Поскольку уже та книга — я позволю себе это напомнить — должна была быть неким «ответом», всего лишь ответом: ответом на непосредственность приглашения, равно как и на безотлагательность требования, но, кроме того, ответом и на очень старый вопрос. Хотя для всякой ответственности первичным является ее изначальное «да», тем не менее это «да» представляет собой не более чем ответ. Она всегда звучит как отклик на призрачный наказ: но в таком случае то место, из которого доносится приказ, не может быть определено ни как живое настоящее, ни как просто отсутствие — абсолютное отсутствие смерти.
Иными словами, ответственность этого ответа уже покинула почву философии как онтологии или онтологии как дискурса — дискурса действительности (бытия–присутствия), и теперь нам как раз и предстоит осмыслить это заново. Поскольку, как мы увидим, все обсуждаемые здесь проблемы в конечном счете связаны с вопросом, который представляется, на первый взгляд, абстрактным и спекулятивным, но который продолжает оставаться, как это говорили во Франции несколько десятилетий назад, «неизбежным»: вопросом «командных высот». Вот этот вопрос: что же именно в наследии Маркса является философией, принимающей форму онтологии}. Является ли политической философией то, что мы восприняли или еще сможем воспринять из наследия Маркса? Является ли это наследие политической философией, имеющей форму онтологии? И наконец: что нам делать с этим, на первый взгляд, абстрактным вопросом? Правомерен ли он? Можно ли его избежать? И почему все только что прочитанные тексты этой книги подводят к нему именно тогда, когда мы оказываемся в тех проблемных областях, которые называются «политикой», «политическим», «идеологией», «партией» или «классами», или же, когда речь заходит о грядущем (a–venir), — «революцией», «мессианством» или «утопией»?

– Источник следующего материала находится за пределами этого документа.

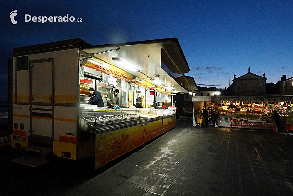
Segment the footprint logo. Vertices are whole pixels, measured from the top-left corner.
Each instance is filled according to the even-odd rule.
[[[12,24],[17,24],[17,21],[16,21],[15,20],[14,20],[14,17],[16,15],[17,15],[17,9],[10,12],[10,19],[11,20],[11,22],[12,22]]]

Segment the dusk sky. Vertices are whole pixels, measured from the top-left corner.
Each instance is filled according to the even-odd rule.
[[[251,71],[267,83],[293,76],[293,1],[7,0],[0,14],[0,85],[7,99],[14,48],[80,38],[92,45],[178,38],[196,84],[228,87]],[[4,8],[4,9],[3,9]],[[17,10],[17,11],[10,14]],[[11,14],[17,21],[13,24]],[[25,22],[24,16],[74,16],[81,22]],[[283,69],[282,67],[284,67]]]

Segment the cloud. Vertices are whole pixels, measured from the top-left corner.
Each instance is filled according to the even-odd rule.
[[[223,86],[223,85],[224,85],[224,84],[215,84],[215,85],[204,85],[204,86],[205,87],[216,87],[216,86]]]
[[[206,67],[205,68],[205,69],[207,70],[213,71],[213,70],[219,70],[219,69],[221,69],[221,68],[216,67],[215,66],[207,66],[207,67]]]

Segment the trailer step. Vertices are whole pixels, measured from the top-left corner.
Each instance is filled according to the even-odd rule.
[[[15,158],[11,160],[11,161],[34,168],[40,167],[48,163],[48,162],[45,162],[40,158],[25,156]]]
[[[53,148],[44,148],[36,146],[28,146],[24,147],[23,149],[28,151],[35,151],[43,154],[49,153],[53,152]]]

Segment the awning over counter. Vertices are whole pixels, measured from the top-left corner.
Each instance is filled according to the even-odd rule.
[[[192,77],[184,75],[190,69],[175,38],[93,46],[82,48],[81,53],[88,56],[92,54],[135,76],[133,80],[143,79],[156,88],[184,93],[197,88],[193,78],[192,81]],[[119,62],[139,71],[127,69]]]
[[[211,101],[211,96],[194,96],[192,101]]]
[[[290,95],[265,95],[265,96],[215,96],[215,102],[222,101],[243,102],[283,102],[293,101],[293,96]]]

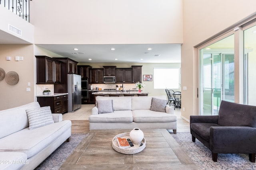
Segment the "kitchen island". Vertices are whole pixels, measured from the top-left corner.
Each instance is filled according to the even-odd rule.
[[[139,92],[138,91],[98,91],[97,92],[94,92],[92,94],[97,96],[98,95],[105,95],[105,96],[109,96],[109,94],[119,94],[120,96],[123,96],[124,94],[134,94],[134,96],[136,96],[138,94],[149,94],[150,93],[144,92]]]

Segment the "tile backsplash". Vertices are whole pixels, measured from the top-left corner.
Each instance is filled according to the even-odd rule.
[[[54,84],[36,84],[36,95],[42,95],[43,92],[46,88],[48,88],[51,91],[51,93],[54,93]]]

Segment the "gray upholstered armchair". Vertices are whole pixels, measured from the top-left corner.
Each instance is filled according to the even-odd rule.
[[[218,115],[190,116],[192,141],[196,138],[212,151],[212,160],[218,154],[249,154],[255,162],[256,106],[222,101]]]

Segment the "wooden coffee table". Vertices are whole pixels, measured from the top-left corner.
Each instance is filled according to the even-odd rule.
[[[119,153],[112,146],[115,136],[131,130],[90,131],[60,169],[198,169],[166,129],[141,130],[146,147],[134,154]]]

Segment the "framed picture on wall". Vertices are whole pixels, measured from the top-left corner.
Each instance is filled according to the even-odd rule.
[[[143,81],[152,81],[153,80],[152,78],[152,75],[145,74],[143,75]]]

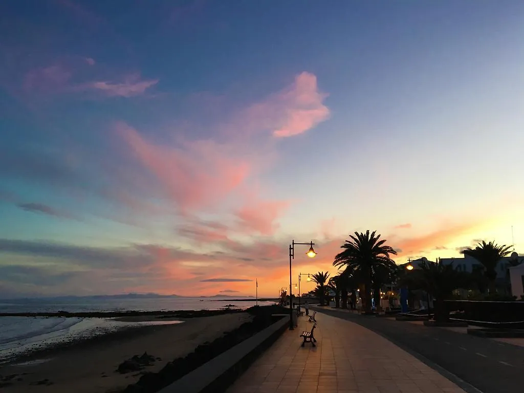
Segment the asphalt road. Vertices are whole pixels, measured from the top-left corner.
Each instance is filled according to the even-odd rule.
[[[428,365],[434,366],[431,364],[434,363],[438,370],[441,367],[483,393],[524,392],[523,347],[440,328],[329,309],[315,309],[377,333],[413,355],[422,355],[419,358],[429,360]],[[467,385],[461,387],[472,390]]]

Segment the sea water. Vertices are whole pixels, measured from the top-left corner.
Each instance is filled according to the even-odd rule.
[[[231,299],[213,298],[212,300],[179,297],[13,299],[0,301],[0,313],[217,310],[231,303],[239,308],[247,308],[254,305],[255,302],[250,299],[235,303]],[[259,302],[258,304],[268,305],[273,302]],[[111,318],[2,316],[0,317],[0,363],[35,350],[105,334],[123,328],[179,322],[123,322]]]

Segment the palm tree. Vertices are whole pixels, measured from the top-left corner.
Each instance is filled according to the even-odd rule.
[[[340,295],[342,292],[342,283],[340,273],[329,279],[329,288],[335,292],[335,308],[340,308]]]
[[[505,244],[499,246],[494,242],[486,243],[484,241],[479,243],[475,248],[466,248],[462,250],[464,255],[474,258],[478,260],[484,268],[484,276],[488,280],[488,290],[489,294],[494,294],[497,291],[495,279],[497,278],[497,264],[510,252],[511,246]]]
[[[384,268],[393,270],[396,268],[390,255],[397,252],[389,246],[385,245],[386,240],[379,240],[380,235],[375,235],[376,231],[369,234],[355,232],[355,236],[350,235],[350,239],[341,246],[344,251],[335,257],[333,266],[339,268],[351,267],[354,274],[358,275],[364,283],[364,309],[371,312],[371,288],[374,275],[376,278],[379,269]]]
[[[325,273],[323,271],[319,271],[311,276],[313,282],[316,283],[315,292],[319,297],[320,305],[324,305],[325,303],[326,292],[329,290],[327,285],[329,278],[329,273],[327,271]]]
[[[451,297],[454,290],[467,288],[471,283],[471,275],[458,271],[453,265],[444,264],[440,261],[422,260],[419,266],[420,269],[413,269],[408,273],[416,283],[414,286],[423,289],[434,299],[435,320],[447,320],[449,312],[445,309],[444,301]]]
[[[373,267],[373,271],[372,275],[372,282],[373,288],[373,299],[375,300],[375,305],[377,308],[377,310],[379,310],[380,304],[380,292],[382,286],[386,282],[391,282],[394,280],[394,276],[395,275],[395,269],[391,266],[385,266],[384,265],[378,265]]]

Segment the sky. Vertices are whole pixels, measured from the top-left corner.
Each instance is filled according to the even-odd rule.
[[[296,247],[294,286],[367,230],[399,264],[524,252],[523,18],[520,0],[2,2],[0,297],[275,297],[292,240],[318,253]]]

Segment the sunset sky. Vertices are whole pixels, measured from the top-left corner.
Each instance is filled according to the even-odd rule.
[[[276,296],[348,235],[524,252],[524,2],[4,1],[0,297]],[[302,286],[303,291],[313,289]]]

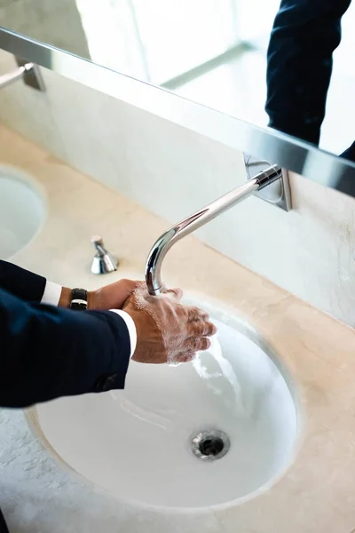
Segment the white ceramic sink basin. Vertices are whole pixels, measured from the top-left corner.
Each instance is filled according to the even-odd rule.
[[[13,167],[0,165],[0,259],[24,248],[44,219],[44,200],[33,179]]]
[[[220,508],[270,484],[292,460],[293,398],[238,321],[211,315],[224,359],[205,353],[178,367],[131,362],[124,391],[38,405],[30,424],[47,449],[97,486],[145,505]],[[228,436],[229,450],[197,457],[193,437],[214,430]],[[220,444],[201,449],[215,457]]]

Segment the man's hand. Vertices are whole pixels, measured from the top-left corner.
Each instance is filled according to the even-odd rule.
[[[121,309],[138,284],[139,282],[133,282],[132,280],[120,280],[97,290],[90,290],[88,292],[88,309],[100,309],[102,311]],[[59,306],[68,307],[70,306],[70,289],[63,287]]]
[[[185,362],[210,346],[208,338],[216,333],[216,327],[204,311],[181,305],[182,294],[175,289],[151,296],[140,283],[126,300],[122,310],[131,316],[137,330],[134,361]]]
[[[88,309],[122,309],[138,284],[139,282],[132,280],[120,280],[97,290],[91,290],[88,292]]]

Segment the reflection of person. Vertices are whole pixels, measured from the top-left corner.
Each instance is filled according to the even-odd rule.
[[[70,290],[0,261],[0,406],[122,389],[130,357],[190,361],[216,328],[181,297],[180,290],[152,297],[130,280]]]
[[[272,128],[318,145],[351,0],[281,0],[267,54],[266,112]],[[355,161],[355,143],[343,155]]]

Итак, в любом случае, независимо от того, будут ли мои ответы запоздалыми или преждевременными, мне не удастся совладать с их временной формой. Следовательно, можно было бы сказать, что я должен был предвидеть эту неудачу. И я мог предугадать возникновение этой анахронии. Но не является некая несвоевременность одновременно и темпоральностыо, и темой Призраков Маркса? Да, несомненно, я в какой–то мере предвидел то, что будет здесь происходить. Несомненно, я считал, что такой поворот неизбежен, с самого начала. Но я не осмелился уклониться, предпочитая, как говорят по–французски, пойти на риск провала. Я предпочел принять свое поражение, вместо того чтобы исчезнуть, когда настало время благодарить авторов этой книги. Поскольку именно это я и хочу здесь сделать прежде всего. Итак, в тот миг, когда они оказали мне честь, обратившись ко мне, адресовав мне свою критику, я предпочел предстать безоружным перед ними и их «речами», даже несмотря на то, что все, что я собирался им сказать, будучи не только недостаточным, но не вполне ясным и подчас безличным, должно было бы еще больше разочаровать — и даже, возможно, вызвать раздражение у тех, кто и так уже считал себя вправе быть раздраженным.
Короче, сейчас уже достаточно ясно: мне уже не удалось здесь «ответить», я не смогу этого сделать и, возможно, это не то место, где я мог бы это сделать, в силу ряда причин, на которых я бы сейчас хотел остановиться подробнее.